Her voice was low, but it waked Bow-may, who sat up at once broad awake, after the manner of a hunter of the waste ever ready for the next thing to betide, and moreover the Sun-beam had been in her thoughts these two days, and she feared for her, lest she should be slain or maimed. Now she smiled on the Sun-beam and said:

‘What is it? Does thy mind forebode evil? That needeth not. I tell thee it is not so ill for us of the sword to be in Silver-dale. Thrice have I been there since the Overthrow, and never more than a half-score in company, and yet am I whole to-day.’
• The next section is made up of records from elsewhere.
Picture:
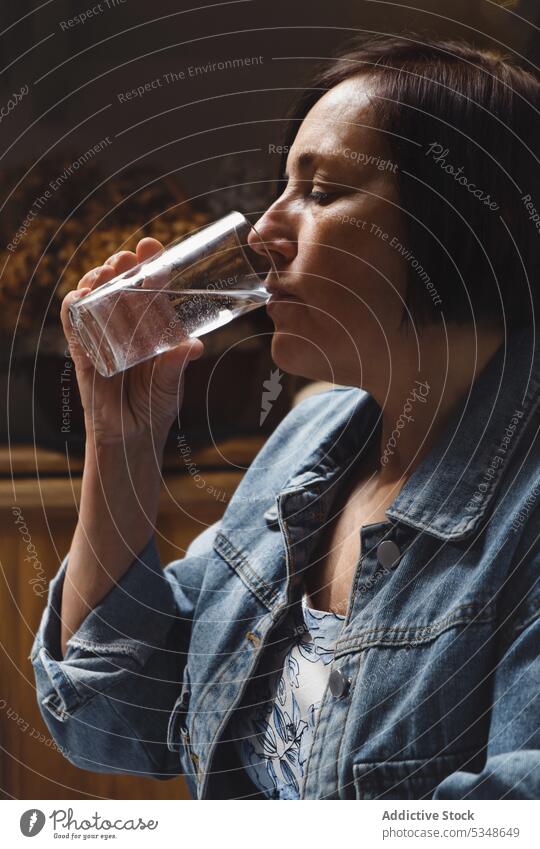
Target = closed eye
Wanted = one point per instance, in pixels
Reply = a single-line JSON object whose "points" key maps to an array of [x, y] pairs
{"points": [[320, 197]]}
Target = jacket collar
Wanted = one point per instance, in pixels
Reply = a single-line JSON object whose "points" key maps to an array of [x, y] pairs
{"points": [[454, 487]]}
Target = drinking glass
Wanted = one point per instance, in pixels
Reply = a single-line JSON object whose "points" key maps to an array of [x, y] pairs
{"points": [[196, 284]]}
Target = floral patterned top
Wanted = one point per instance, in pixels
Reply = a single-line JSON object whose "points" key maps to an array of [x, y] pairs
{"points": [[274, 728]]}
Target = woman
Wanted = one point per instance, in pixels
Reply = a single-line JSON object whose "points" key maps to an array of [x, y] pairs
{"points": [[364, 620]]}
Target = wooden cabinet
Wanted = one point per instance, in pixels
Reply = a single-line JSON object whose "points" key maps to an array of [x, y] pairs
{"points": [[43, 487]]}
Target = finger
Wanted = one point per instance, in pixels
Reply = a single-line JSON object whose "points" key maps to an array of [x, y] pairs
{"points": [[170, 365], [147, 248], [77, 352], [122, 261], [94, 278]]}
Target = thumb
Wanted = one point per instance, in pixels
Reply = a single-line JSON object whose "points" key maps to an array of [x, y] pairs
{"points": [[170, 366]]}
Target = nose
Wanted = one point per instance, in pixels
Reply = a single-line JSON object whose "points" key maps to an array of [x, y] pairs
{"points": [[274, 233]]}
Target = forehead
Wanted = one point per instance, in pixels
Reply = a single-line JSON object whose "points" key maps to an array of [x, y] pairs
{"points": [[341, 118]]}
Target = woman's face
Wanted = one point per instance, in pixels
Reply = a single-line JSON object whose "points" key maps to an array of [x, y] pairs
{"points": [[335, 234]]}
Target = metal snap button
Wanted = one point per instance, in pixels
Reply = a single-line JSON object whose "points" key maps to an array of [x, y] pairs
{"points": [[388, 553], [339, 684]]}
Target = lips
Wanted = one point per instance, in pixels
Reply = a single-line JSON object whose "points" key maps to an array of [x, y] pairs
{"points": [[279, 293]]}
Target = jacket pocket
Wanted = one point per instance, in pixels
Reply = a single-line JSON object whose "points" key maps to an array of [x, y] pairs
{"points": [[177, 731], [411, 779]]}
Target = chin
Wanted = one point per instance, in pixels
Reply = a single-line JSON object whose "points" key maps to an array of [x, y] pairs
{"points": [[300, 357]]}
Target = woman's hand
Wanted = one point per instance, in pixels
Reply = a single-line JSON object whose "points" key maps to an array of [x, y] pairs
{"points": [[143, 400]]}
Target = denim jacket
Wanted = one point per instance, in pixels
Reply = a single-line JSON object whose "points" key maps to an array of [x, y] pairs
{"points": [[438, 654]]}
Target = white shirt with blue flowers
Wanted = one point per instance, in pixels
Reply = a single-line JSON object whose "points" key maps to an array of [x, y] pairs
{"points": [[274, 729]]}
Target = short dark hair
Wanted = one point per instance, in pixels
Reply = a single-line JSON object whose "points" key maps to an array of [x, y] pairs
{"points": [[445, 105]]}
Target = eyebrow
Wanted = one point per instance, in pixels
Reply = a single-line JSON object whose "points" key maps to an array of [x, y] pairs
{"points": [[306, 160], [303, 162]]}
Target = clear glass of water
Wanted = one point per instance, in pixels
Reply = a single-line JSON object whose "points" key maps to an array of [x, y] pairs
{"points": [[196, 284]]}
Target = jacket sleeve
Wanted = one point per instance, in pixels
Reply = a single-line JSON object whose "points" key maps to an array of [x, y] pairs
{"points": [[512, 767], [107, 702]]}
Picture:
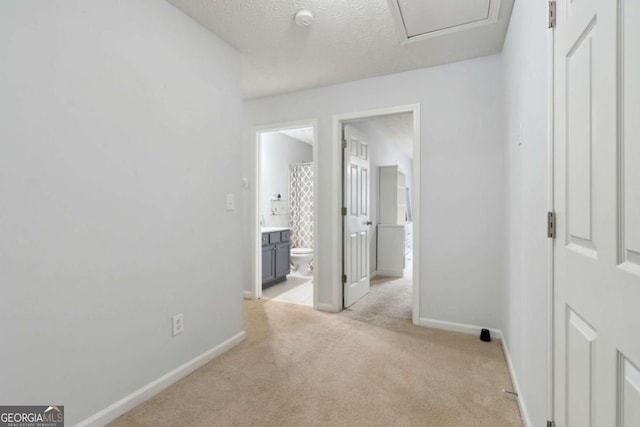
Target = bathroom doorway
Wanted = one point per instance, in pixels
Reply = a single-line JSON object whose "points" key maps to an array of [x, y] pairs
{"points": [[390, 138], [286, 205]]}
‘Yea, sister,’ said Face-of-god, ‘but in past times ye did your deed and then fled away; but now we come to abide here, and this night is the last of lurking.’

‘Ah,’ she said, ‘a little way from this I saw such things that we had good will to abide here longer, few as we were, but that we feared to be taken alive.’
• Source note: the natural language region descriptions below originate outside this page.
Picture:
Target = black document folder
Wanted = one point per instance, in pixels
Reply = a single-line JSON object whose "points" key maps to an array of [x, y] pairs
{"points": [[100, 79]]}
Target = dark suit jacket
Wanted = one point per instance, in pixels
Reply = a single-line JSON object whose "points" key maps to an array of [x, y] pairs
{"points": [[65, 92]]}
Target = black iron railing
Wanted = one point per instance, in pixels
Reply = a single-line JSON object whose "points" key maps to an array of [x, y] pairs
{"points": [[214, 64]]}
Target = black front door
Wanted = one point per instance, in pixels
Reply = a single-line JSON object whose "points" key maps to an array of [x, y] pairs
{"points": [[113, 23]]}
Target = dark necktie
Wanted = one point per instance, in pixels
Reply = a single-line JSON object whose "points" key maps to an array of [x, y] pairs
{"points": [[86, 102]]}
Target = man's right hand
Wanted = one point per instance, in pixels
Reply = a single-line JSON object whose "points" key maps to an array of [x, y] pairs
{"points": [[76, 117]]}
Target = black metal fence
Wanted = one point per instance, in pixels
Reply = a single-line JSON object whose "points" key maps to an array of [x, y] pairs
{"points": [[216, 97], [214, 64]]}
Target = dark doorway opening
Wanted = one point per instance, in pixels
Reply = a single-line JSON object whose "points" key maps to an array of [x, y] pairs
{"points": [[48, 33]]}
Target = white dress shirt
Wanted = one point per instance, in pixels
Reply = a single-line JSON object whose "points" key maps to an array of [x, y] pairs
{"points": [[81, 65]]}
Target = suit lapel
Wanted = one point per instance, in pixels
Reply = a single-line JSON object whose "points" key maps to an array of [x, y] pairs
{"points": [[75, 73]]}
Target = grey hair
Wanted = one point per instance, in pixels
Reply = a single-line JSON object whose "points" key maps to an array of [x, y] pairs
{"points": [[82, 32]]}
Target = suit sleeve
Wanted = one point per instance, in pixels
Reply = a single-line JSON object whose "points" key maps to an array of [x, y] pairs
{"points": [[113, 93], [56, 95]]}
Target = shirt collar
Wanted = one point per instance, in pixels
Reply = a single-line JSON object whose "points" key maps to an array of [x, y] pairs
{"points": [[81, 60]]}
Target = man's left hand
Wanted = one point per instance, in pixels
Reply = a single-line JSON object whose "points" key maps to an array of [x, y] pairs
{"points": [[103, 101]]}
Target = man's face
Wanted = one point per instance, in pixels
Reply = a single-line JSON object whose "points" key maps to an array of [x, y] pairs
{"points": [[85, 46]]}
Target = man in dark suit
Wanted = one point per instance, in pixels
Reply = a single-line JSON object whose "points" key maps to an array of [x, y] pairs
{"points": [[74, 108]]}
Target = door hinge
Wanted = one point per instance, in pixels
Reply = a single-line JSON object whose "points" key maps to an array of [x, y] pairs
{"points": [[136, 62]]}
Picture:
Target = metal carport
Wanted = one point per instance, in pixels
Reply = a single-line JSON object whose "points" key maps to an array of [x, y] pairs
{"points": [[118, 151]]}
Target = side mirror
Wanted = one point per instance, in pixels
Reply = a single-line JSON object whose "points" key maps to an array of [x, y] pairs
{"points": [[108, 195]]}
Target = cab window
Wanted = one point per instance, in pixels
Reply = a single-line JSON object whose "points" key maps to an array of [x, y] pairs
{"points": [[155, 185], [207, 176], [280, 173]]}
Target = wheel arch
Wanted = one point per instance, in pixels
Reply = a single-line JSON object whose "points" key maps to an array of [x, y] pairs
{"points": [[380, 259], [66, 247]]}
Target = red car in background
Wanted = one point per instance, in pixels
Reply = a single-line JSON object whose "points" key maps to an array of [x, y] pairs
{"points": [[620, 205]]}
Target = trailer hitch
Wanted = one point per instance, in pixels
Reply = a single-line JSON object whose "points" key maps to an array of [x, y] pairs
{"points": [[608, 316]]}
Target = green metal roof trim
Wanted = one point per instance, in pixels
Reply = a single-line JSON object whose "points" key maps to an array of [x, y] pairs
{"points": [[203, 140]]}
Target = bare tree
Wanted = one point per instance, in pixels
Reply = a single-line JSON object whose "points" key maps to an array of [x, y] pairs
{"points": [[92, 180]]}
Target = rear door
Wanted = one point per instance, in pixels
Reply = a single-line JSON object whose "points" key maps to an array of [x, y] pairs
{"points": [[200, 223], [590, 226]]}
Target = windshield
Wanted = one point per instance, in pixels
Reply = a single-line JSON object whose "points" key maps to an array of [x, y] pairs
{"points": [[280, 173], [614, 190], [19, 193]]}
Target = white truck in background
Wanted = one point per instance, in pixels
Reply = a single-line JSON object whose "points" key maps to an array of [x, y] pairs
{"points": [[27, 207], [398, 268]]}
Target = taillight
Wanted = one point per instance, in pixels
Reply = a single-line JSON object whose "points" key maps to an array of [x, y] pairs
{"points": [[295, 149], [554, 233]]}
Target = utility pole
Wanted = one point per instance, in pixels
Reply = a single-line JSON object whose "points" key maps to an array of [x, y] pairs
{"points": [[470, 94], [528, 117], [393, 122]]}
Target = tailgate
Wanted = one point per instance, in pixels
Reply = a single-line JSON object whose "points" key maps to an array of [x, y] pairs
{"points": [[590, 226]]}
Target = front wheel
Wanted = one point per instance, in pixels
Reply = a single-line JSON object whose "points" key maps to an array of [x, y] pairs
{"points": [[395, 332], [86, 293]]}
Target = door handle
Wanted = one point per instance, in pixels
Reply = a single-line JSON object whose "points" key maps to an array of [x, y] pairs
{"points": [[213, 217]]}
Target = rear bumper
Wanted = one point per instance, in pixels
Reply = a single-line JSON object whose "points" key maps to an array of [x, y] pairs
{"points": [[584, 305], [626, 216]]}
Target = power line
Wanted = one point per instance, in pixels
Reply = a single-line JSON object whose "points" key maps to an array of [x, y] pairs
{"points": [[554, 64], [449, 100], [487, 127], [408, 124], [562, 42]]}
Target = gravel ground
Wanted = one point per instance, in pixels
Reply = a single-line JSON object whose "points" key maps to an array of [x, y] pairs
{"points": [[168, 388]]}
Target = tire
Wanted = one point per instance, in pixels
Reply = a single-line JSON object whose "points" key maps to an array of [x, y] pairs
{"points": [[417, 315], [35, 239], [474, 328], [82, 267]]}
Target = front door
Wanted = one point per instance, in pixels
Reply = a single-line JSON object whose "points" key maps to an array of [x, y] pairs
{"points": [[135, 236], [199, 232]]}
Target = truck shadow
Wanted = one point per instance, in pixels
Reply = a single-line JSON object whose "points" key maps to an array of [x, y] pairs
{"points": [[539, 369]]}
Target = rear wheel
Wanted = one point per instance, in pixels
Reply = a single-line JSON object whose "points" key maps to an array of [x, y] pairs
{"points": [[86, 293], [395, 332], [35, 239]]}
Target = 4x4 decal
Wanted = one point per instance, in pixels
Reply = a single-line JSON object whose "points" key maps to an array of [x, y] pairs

‘What things were these?’ said Face-of-god.

‘Nay,’ she said, ‘I will not tell thee now; but mayhap in the lighted winter feast-hall, when the kindred are so nigh us and about us that they seem to us as if they were all the world, I may tell it thee; or mayhap I never shall.’

Said the Sun-beam, smiling: ‘Thou wilt ever be talking, Bow-may. Now let the War-leader depart, for he will have much to do.’

And she was well at ease that she had seen Face-of-god again; but he said:

‘Nay, not so much; all is well-nigh done; in an hour it will be broad day, and two hours thereafter shall the Banner be displayed on the edge of Silver-dale.’

The cheek of the Sun-beam flushed, and paled again, as she said: ‘Yea, we shall stand even as our Fathers stood on the day when, coming from off the waste, they beheld it, and knew it would be theirs. Ah me! how have I longed for this morn. But now—Tell me, Gold-mane, dost thou deem that I am afraid? And I whom thou hast deemed to be a God.’